Solved by Hazel (comment #3).

Apparently Women Don’t Know Anything About Dieting

I listen to news radio in the morning. Traffic, weather, you know. So from time to time I hear some outrageously stupid reporting.

Like this story on younger women dying of heart disease.

Heart experts aren’t sure what went wrong, but they think increasing rates of obesity and other risk factors are to blame.

The doctor interviewed on the radio suggested that perhaps women weren’t as aware of the risks, and weren’t paying as much attention to their diets.

Women. Weren’t paying as much attention. To their diets.

::headdesk::

Raise your hand if you think that could possibly be true. Anyone? Bueller?

Women pay constant attention to their diet. It’s unusual and remarkable for a woman not to pay attention to her diet.

Waaaaaay at the bottom of the article, there’s one smart statement:

The fact the male rate didn’t worsen may indicate doctors are more likely to suspect heart disease in men that age than in women, said the CDC’s Dr. Earl Ford, a study co-author.

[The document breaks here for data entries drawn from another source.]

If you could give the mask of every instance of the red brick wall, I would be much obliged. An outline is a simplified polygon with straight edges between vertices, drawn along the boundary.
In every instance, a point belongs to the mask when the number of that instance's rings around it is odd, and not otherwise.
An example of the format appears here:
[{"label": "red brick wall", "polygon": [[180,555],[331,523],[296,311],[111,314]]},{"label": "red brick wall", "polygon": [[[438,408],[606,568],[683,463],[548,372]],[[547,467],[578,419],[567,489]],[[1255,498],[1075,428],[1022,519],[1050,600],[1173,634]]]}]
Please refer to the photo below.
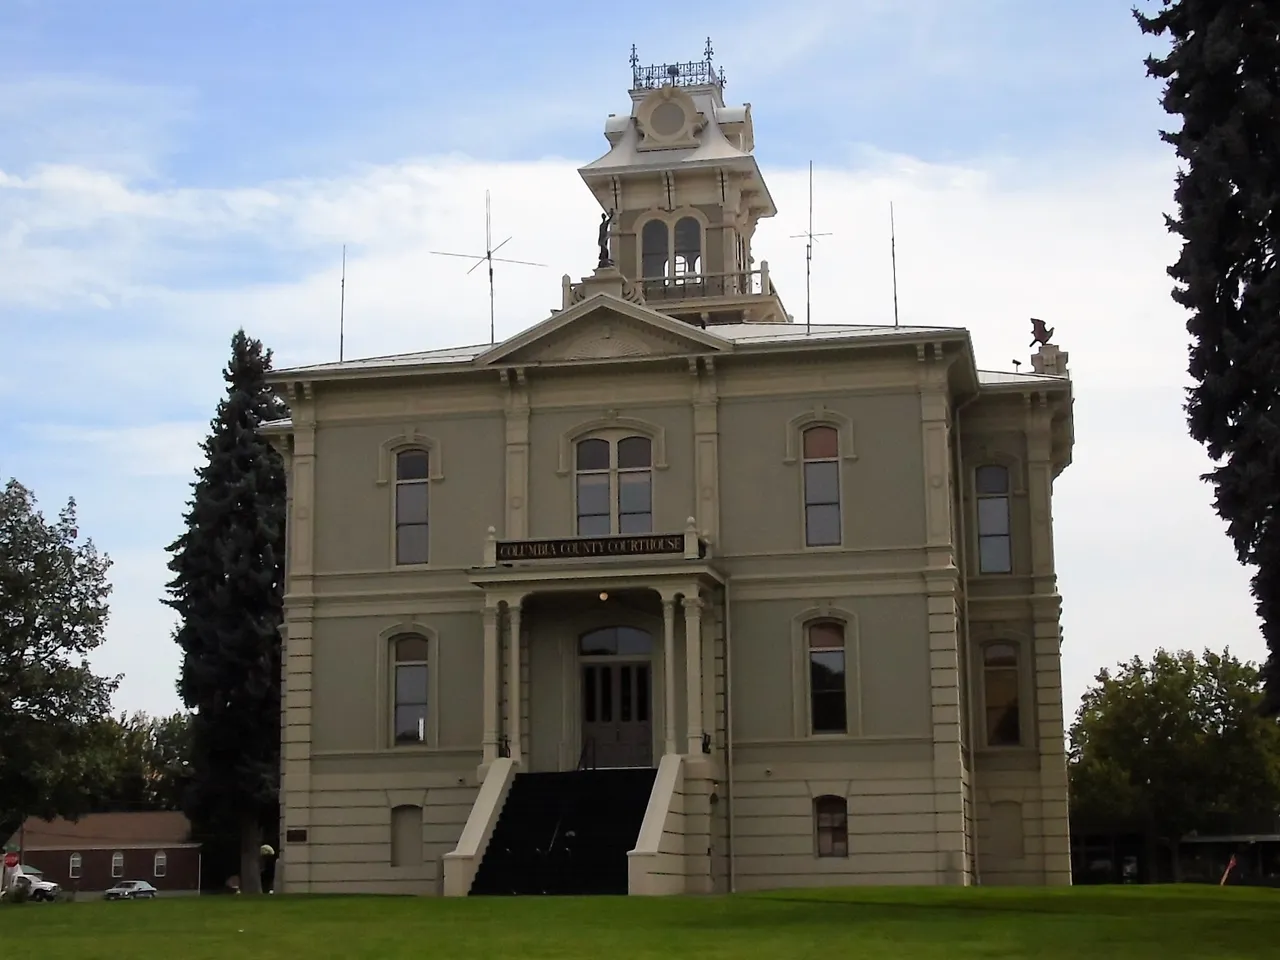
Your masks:
[{"label": "red brick wall", "polygon": [[[165,875],[155,875],[155,855],[163,850],[168,857]],[[97,892],[121,880],[145,880],[161,892],[194,892],[200,889],[200,849],[198,847],[151,847],[124,849],[124,874],[111,875],[115,850],[80,850],[80,876],[70,875],[71,854],[75,850],[28,850],[23,862],[41,870],[45,877],[64,890]]]}]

Ya think? Ya think that maybe the fact that most women don’t even know that heart attack symptoms are different for women than for men. Because we aren’t educated. Because male symptoms are “person” symptoms. Because men are the default person. You know.

Or, it might be that too much dieting is causing the problem. There are cardiovascular risks to yo-yo dieting. Or it might be, um…anything other than women aren’t paying enough attention to their diets. Because really, that’s the stupidest thing I will hear today.

Glitter

Saturday I went to a birthday/costume party. Dressed as a fairy. So there was glitter involved.

Monday morning I arrive at work and someone says “There’s glitter in your hair.” Monday. Two days later.

Oy.

Then another person remarks on the glitter. Then another. My credibility is clearly shot. So anyway, I’m talking to the third person, and we’re joking around about it, and she says something about ‘What’s in that stuff, anyway?’ (Because it’s in my hair, eyebrows, bathroom sink…she figures probably my lungs as well.) And I said, ‘I dunno, probably carcinogens.’

And what it came down to was this: You know why you never see elderly fairies? That’s right. It’s the glitter. Fairy Lung.

Fair warning

Trivia tomorrow will be at 3 pm Eastern time.